根本看不出来。
转眼之间,秦观肩膀上的毒疮消失得一干二净,只留下月凤栖刚刚割开的伤口,伤口没了黑血的淤堵,新鲜温热的干净血液很快从中流了出来。
“咳……咳……”
一阵微弱的咳嗽声打破了室内的沉寂,秦观缓缓睁开了眼睛,看清面前眉眼冷淡的大妖,他有些怔然道:“月君大人,您怎么会在这里?”
月凤栖暗金色兽瞳中透出一抹冷意,淡淡掠过他的脸庞:“你今日见了妖后?”
秦观有些奇怪月凤栖怎么知道此事,不过想来月君大人眼观六路耳听八方,自有自己的法子,他便也没有多问,只是微微颔首,简单应了一声“嗯”。
月凤栖:“以后,不要再出现在她面前。”
似乎是叮嘱,又像是命令。
这段时日以来,秦观已渐渐适应了月凤栖那副居高临下的姿态,对方说出口的每一句话都像是训诫,即便是关心的话,到他嘴里也会完全变了味道。
“知道了。”
秦观刚清醒过来,十分疲惫,难得地没有顶嘴。
月凤栖站起身,低头望着仍有些发怔的秦观,湿漉漉的乌发贴在那张薄红的脸颊上,有种说不出的脆弱可爱,仿佛每日在他怀中达到顶点时一样柔顺乖巧,眼眸不禁深沉了几分。
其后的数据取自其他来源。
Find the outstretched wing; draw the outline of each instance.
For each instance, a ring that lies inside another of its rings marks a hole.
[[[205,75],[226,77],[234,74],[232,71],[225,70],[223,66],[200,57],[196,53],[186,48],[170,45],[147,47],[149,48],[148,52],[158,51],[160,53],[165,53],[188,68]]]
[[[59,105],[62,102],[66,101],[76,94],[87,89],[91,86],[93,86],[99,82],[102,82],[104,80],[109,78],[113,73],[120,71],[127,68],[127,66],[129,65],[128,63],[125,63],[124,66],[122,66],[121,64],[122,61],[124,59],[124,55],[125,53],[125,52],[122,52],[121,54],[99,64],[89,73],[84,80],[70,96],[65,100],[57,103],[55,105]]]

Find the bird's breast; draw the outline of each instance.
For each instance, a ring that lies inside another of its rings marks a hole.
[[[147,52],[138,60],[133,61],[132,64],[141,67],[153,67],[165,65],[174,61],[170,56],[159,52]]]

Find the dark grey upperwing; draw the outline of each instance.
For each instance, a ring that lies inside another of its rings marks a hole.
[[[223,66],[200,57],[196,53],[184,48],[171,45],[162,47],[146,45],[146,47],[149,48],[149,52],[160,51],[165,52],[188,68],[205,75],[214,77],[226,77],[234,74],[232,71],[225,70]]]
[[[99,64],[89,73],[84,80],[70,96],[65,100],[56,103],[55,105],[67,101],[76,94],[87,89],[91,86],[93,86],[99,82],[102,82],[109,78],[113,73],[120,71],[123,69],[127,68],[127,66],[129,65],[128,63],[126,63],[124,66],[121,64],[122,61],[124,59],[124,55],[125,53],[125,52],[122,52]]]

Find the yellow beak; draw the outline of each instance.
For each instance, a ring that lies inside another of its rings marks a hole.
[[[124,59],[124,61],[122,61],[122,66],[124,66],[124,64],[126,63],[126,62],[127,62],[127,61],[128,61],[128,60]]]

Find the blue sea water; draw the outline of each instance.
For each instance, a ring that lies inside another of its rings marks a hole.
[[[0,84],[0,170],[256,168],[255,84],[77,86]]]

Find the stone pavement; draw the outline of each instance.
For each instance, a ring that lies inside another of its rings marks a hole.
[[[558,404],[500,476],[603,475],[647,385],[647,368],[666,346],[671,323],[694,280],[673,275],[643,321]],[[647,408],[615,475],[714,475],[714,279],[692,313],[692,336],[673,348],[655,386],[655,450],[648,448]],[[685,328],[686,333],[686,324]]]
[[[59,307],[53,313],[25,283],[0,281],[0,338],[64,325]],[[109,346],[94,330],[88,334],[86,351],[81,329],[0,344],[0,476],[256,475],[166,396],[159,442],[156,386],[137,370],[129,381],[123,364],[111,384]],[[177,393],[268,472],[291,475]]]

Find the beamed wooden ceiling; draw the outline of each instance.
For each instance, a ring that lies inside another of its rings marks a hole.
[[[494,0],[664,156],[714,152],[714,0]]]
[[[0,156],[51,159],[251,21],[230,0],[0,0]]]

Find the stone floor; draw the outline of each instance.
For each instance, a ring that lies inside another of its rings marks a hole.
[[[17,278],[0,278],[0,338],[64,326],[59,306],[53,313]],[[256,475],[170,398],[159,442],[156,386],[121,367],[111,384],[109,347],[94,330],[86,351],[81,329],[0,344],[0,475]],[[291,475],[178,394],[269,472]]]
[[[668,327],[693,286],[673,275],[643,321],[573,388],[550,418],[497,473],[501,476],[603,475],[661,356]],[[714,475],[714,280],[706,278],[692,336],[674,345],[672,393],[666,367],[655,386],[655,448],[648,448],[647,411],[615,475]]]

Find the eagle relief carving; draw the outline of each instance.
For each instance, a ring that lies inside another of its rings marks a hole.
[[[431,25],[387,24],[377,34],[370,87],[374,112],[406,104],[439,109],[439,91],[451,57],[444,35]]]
“吾先回去了,你肩膀上的只是皮肉伤,抹上之前的创伤药膏便能无虞。”
“是。”秦观扬起小脸,脸色依旧带着几分苍白,显得眉眼更添了几分惹人怜爱的柔弱。
月凤栖看见秦观下巴上几绺头发乱糟糟地纠结在一起,下意识伸手想要帮他抚平,但指尖上的黑点忽然刺痛了一下。
他手指微顿,终于还是拢于袖中:“今日便好好休息吧,明日再来月华阁修习。”
秦观很是敷衍:“月君大人慢走。”
门吱呀一声开了,月凤栖前脚离开屋内,秦观后脚就四仰八叉地躺了下来。
春熙一直候在门外,心急如焚地关注着里面的动静,一见月凤栖离开,连忙推门而入。
“小观,你的伤怎么样?可吓死我了,你不知道你昏过去后,情况有多危险,还好月君大人及时赶到,否则后果真是不堪设想!”
秦观勉强撑起半个身子,问道:“怎么这么严重,春熙,你知不知道我得的是什么病?”
春熙眉头紧皱:“我只知道月君大人说你是中了热毒,还叮嘱我千万不要惊动十三殿下。”
秦观:“什么冷毒热毒的,罢了,你再去拿床被子给我罢,再燃两炉银碳,我感觉身上实在冷得厉害。”
春熙被他使唤,心里也不生气,还有一些喜滋滋的甜蜜,觉得自己又和秦观亲近了几分。
他轻手轻脚地拿起一旁干净的披风,披上秦观祼露的肩膀,仔细系好。
“那好,小观,你在这里等我,我去去就回,听说茉香刚新得了两床凤戏百花被,我去用萝卜酒换一床来给你取暖。”
秦观歪过头,看着春熙的眼睛浅浅含笑:“好呀,我就知道这天底下你对我最好,最贴心了。”
春熙双颊晕红,两只兔耳似立未立,深深瞧了他一眼,满心欢喜地出门去了。
秦观躺着床上,望着床帏,眼神愈发清明。
本以为自己是在劫难逃了,没想到月凤栖居然会这么好心来救他一命,想来月凤栖只是为了不让子母情丝蛊的计划落空,并非单单是为了救他。
从来到这个世界开始,他已经在妖魔涧待了数月了,对境主的下落还是一点头绪没有。他得尽快离开这里,去人间也好,去至高天也好,总之不能再在这里浪费时间了。